2003 - A Rancho Cucamonga resident prepares to evacuate as flames from the Grand Prix Fire whip toward her north Rancho Cucamonga neighborhood on Oct. 24, 2003. The fire, one of the largest and most destructive in the history of the Inland Valley, started in Fontana and raced across the San Gabriel Mountains to Claremont and La Verne, destroying more than 130 homes and scorching nearly 60,000 acres. (Photo by Therese Tran)

The major Inland Empire wildfires of the first decade of the century all occurred in the late summer and early fall - and especially in October.

There have been 11 regional wildfires since 2000 that burned more than 12,000 acres. Total acres charred are in the millions, with countless blazes chewing through a few thousand acres at a time.

The blazes left hundreds homeless and cost millions of dollars. Some of them killed residents and firefighters; half were caused by humans.

"Something is changing here," said U.S. Forest Service spokesman John Miller. "The season is getting longer, the fires are getting larger, and they're happening more frequently."

October of 2002 and 2003 brought three significant blazes to the foothills and high country of the San Gabriel and San Bernardino mountains.

The Williams Fire consumed 37,240 acres and burned 76 structures between Sept. 22 and Oct. 1, 2002 in the Angeles National Forest between Azusa and Claremont.

That set the stage for the two-fire wallop in late October 2003 that just about brought the Inland Empire to its knees.

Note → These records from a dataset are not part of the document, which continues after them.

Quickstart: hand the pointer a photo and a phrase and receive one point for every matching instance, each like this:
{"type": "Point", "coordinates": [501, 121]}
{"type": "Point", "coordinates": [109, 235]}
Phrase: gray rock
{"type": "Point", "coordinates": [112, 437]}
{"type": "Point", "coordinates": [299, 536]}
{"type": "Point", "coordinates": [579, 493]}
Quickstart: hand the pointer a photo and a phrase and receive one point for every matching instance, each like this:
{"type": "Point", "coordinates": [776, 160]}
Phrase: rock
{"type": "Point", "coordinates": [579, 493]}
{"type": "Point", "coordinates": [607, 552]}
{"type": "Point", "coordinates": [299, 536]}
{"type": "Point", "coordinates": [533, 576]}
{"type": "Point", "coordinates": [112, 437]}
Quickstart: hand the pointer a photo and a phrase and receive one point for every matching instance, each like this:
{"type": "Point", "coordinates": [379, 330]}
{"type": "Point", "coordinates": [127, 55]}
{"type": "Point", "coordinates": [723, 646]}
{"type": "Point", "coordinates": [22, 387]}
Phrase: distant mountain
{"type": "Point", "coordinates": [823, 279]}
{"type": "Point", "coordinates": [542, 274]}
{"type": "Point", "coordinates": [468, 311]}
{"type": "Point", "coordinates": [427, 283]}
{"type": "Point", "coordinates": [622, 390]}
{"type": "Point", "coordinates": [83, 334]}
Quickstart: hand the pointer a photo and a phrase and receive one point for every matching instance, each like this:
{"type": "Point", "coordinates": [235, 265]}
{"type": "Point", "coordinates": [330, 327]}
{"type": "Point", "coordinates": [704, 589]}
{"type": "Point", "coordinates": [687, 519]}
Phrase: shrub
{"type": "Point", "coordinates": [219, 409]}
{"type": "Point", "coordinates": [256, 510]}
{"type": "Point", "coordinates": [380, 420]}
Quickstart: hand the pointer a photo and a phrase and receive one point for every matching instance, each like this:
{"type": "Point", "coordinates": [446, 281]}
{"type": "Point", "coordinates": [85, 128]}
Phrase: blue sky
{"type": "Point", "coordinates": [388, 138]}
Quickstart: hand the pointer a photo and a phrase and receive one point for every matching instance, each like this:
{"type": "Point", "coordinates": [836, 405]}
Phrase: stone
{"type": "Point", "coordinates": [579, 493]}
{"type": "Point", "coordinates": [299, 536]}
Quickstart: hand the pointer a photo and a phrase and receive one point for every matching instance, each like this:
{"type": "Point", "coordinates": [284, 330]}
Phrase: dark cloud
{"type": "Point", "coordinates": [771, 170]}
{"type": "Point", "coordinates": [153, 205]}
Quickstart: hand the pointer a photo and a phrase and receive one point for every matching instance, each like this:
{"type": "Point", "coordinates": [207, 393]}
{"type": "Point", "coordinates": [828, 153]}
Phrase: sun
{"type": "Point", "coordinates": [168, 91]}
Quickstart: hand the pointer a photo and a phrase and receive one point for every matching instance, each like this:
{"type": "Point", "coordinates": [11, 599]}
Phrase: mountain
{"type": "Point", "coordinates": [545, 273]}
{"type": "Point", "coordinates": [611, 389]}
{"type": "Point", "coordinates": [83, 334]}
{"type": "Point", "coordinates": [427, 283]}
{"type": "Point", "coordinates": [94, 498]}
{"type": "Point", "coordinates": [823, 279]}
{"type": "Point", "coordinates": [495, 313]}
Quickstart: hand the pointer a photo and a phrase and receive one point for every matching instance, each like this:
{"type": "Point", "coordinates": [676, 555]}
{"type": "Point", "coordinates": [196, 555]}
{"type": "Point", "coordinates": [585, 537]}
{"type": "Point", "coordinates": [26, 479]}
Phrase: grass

For nearly three weeks, more than 150,000 acres of chaparral and forest were charred by the Grand Prix and Old fires, mostly in the San Bernardino National Forest.

The Grand Prix fire began as a small blaze near a foothill neighborhood in Fontana but exploded two days later with the arrival of Santa Ana winds. It burned nearly 60,000 acres as it raced across the San Gabriels from Fontana to the edge of La Verne.